Calls for AI regulation vs being an adult

One of the questions I was asked after a talk to a multi-disciplinary audience yesterday was:

There was a movement where a party petition to stop or slowdown development of AI temporarily. Can you give us your thought on their position?

This refers to the Future of Life Institute open letter in March 2023 calling for a six month pause in 'training of AI systems more powerful than GPT-4'.

For now I will set aside the question of whether the open letter's focus on existential threats and look at it through the lens of regulo-solutionism.

The letter was a call to 'all AI labs' to make a voluntary pause. The 33,000 signatories included many people who own or run such labs, who were thus in positions of power to make such a decision, including, famously, Elon Musk. And yet none did.

Reflecting on the letter six months later, Max Tegmark treated it as a classic collective action problem with regulation the only solution:

Tegmark is lobbying for an FDA-style agency that would enforce rules around AI, and for the government to force tech companies to pause AI development. “It’s also clear that [AI leaders like Sam Altman, Demis Hassabis, and Dario Amodei] are very concerned themselves. But they all know they can’t pause alone,” Tegmark says. Pausing alone would be “a disaster for their company, right?” he adds. “They just get outcompeted, and then that CEO will be replaced with someone who doesn’t want to pause. The only way the pause comes about is if the governments of the world step in and put in place safety standards that force everyone to pause.”

Obviously part of the problem here is that most AI labs are in private companies funded by investors who are keen to get as big a slice as possible of the alleged $16trn addition to GDP coming from AI, and this creates a series of constraints upon those companies. The CEO signing a letter costs the investors nothing, but acting on it is not going to be tolerated.

However, a much bigger part of the problem is an extraordinary ethical immaturity in these people. Signing such a letter and not acting on it, but then calling for regulation to force one to act on it (as happened later at the November 2023 AI Summit) is not much different from saying: I am about to do something very bad, please stop me!

We can agree that unilateral action to stop training more powerful foundation models would have little or no direct effect. But that is not a sufficient reason not to do it. Firstly, it would mean that you did not personally contribute to the bad outcome, the possible existential threat.
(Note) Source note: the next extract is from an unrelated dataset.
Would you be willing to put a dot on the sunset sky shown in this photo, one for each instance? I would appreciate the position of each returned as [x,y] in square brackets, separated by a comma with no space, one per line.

If you really think other people need to be forced to stop doing something, carrying on doing it yourself bespeaks a lack of moral agency. You may think that there is a need to have a law prohibiting murder, but surely the law is not the only reason not to kill people? Would the CEO level signatories of this letter happily commit murder if there was no law against it? Of course not (I am willing to believe), but why they can't apply that same ethical thinking to their jobs is puzzling.1

Secondly, as well as being morally right, unilateral action can have indirect effects. The highly public resignation of Geoffrey Hinton from Google was such an action, though its effects were limited by the arrogant way he framed it: he had to resign so he could speak freely and warn others, rather than he had to resign because he couldn't in good conscience carry on doing something he saw as extremely dangerous. To see the contrast clearly, compare Hinton's departure from Google with that of Timnit Gebru.

If some of the high profile signatories of that open letter had shown that they were prepared to take a personal risk - from losing their job to losing large amounts of money - an act on what they signed, then that might have encouraged others to do the right thing. Perhaps not immediately, but over months there could be change in the industry if the leaders refused to do want the investors wanted. It would have been an interesting time to find out if there are enough immoral people out there to run the AI boom.2

In fact, unilateral action wasn't needed. What was needed was co-operation. Throughout human history groups of people have come together to agree solutions to collective action problems without any legal system to enforce them. They have worked and served us well. Yes, people do cheat, but regulations and justice systems don't stop that either.

What puzzles me about the open letter is why the Future Life Institute (or anyone else) didn't get all those powerful signatories in a room and say:

You have just signed this letter. It is a formal commitment to the principle of a pause if all the others also pause. Let's agree to do that now like the adults we are.

Actually, I am not that puzzled. The answer is clear: 40 years of neoliberal hegemony has made it impossible not to think of the agents who might make such an agreement, be they individuals or companies, as essentially in competition with each other. But that is a myth: humans are and have always been more fundamentally co-operative than competitive.

Our true nature has been suppressed for profit, turning the most powerful people on earth into moral adolescents calling out for someone to stop them doing the wrong thing again.


  1. One reason is likely that they are attracted by certain forms of utilitarianism. 

  2. Perhaps we should add immoral people to the limited resources on earth that might provide hard constraints on the projected development of AI, after energy and water?